The executive emphasized that the group “reacts to stimuli and incentives,” noting that the current context in Portugal is favorable for investment.
“I think it’s positive to have a context of lower taxes. That promotes investment, and we are also reacting to it,” he remarked, referring to the reduction in the corporate tax rate and the end of the special tax on new investments, a measure included in the State Budget for 2026.
According to Miguel Stilwell d’Andrade, “creating the right conditions attracts investment, including from a company like EDP, to invest more in Portugal.”
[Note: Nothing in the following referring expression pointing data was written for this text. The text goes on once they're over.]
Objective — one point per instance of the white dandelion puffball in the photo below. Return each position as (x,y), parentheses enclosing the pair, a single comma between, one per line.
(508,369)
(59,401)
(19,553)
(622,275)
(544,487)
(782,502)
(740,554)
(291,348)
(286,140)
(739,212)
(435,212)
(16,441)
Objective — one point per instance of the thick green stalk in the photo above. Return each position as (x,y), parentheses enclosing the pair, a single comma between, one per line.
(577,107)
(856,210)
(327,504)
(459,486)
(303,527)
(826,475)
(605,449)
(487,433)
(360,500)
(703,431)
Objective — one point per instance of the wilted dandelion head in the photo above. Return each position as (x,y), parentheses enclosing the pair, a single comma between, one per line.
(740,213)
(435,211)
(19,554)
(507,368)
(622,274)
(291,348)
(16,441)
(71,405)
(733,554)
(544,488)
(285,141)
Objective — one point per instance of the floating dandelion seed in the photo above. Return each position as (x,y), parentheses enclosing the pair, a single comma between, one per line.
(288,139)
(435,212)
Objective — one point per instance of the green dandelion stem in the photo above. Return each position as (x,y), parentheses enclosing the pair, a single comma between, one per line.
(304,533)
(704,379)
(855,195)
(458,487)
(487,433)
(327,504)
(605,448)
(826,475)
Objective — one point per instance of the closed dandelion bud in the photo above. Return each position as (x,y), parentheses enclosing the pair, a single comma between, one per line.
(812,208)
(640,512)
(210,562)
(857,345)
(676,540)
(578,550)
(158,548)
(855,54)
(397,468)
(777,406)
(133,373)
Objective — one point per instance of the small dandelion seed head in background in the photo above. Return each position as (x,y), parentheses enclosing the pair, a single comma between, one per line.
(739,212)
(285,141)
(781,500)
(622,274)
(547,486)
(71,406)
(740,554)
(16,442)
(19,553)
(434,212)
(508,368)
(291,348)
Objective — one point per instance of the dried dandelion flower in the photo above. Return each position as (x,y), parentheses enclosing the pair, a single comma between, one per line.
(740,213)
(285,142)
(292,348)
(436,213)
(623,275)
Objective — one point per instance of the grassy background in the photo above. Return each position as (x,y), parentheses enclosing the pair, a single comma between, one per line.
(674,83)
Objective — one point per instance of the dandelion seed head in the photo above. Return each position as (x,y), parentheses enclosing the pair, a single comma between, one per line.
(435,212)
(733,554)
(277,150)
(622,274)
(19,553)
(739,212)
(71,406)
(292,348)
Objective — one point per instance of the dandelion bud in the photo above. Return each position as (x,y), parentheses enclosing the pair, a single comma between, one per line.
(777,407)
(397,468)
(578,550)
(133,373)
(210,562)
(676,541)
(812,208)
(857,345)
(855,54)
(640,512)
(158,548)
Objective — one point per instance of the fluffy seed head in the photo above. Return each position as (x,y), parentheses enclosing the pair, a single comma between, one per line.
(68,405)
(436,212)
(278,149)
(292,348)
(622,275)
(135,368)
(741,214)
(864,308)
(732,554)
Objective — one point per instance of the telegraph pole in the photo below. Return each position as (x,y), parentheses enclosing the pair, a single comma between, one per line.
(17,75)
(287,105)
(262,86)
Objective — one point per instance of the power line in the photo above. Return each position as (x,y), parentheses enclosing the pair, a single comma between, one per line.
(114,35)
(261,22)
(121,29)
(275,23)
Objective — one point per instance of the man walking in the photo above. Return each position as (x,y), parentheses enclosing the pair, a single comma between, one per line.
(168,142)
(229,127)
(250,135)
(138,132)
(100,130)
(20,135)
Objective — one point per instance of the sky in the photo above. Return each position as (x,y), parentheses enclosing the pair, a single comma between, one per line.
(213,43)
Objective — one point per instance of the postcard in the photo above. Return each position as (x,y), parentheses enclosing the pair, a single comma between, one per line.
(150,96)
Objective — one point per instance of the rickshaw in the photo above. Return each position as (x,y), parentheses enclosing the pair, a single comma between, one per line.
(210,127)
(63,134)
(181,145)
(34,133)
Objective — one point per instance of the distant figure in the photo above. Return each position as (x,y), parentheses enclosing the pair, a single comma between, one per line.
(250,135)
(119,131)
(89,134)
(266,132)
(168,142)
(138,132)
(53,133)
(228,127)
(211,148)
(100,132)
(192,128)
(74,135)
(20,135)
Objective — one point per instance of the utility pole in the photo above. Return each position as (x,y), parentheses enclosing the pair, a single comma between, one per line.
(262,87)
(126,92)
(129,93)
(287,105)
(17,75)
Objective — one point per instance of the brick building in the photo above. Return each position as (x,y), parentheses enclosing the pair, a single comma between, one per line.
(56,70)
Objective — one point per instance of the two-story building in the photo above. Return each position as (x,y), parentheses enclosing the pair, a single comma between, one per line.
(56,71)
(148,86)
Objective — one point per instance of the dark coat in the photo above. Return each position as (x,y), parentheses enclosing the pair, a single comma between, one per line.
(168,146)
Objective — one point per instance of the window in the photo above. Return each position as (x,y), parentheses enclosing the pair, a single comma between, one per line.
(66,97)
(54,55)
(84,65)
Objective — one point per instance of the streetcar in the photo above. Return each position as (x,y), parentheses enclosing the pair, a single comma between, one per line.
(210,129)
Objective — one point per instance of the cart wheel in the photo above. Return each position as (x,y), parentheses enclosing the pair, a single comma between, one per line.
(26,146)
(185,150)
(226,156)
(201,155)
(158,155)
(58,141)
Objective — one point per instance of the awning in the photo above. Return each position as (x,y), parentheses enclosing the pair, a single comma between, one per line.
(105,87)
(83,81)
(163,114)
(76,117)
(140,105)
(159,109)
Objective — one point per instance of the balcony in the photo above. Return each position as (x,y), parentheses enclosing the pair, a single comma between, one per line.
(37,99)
If the fiscal and regulatory conditions are confirmed, investment in networks in Portugal “will increase from around 1.8 billion euros in the last regulatory period [2030] to more than 3 billion euros in the coming years,” which represents “an increase of more than 250 million euros per year in additional investment.”
This boost “implies more corporate tax, more VAT, more personal income tax, more Social Security contributions, and more jobs created because we are investing more in the country,” he highlighted.
The CEO of EDP further emphasized that the investment in networks “covers the entire national territory.”
“This is an investment that is made in every municipality, across the country—it is not concentrated in a single place. We have to mobilize vast teams on the ground,” he said.
In the strategic plan for 2026-2028, presented this morning, EDP plans to invest a total of 12 billion euros, primarily in the renewable energy segment in the United States and electric networks in the Iberian Peninsula. Approximately 35% of the amount will be allocated to the North American market and another 30% to the Iberian market, while 10% will go to Brazil and the remainder to other markets.
By segments, 70% of the global investment will be directed towards renewable energies, customers, and energy management, with 30% going to electricity networks.
“Obviously, we are also investing in the United States and Spain—we have a global vision—but we allocate capital based on the opportunities and returns we identify,” concluded Stilwell d’Andrade.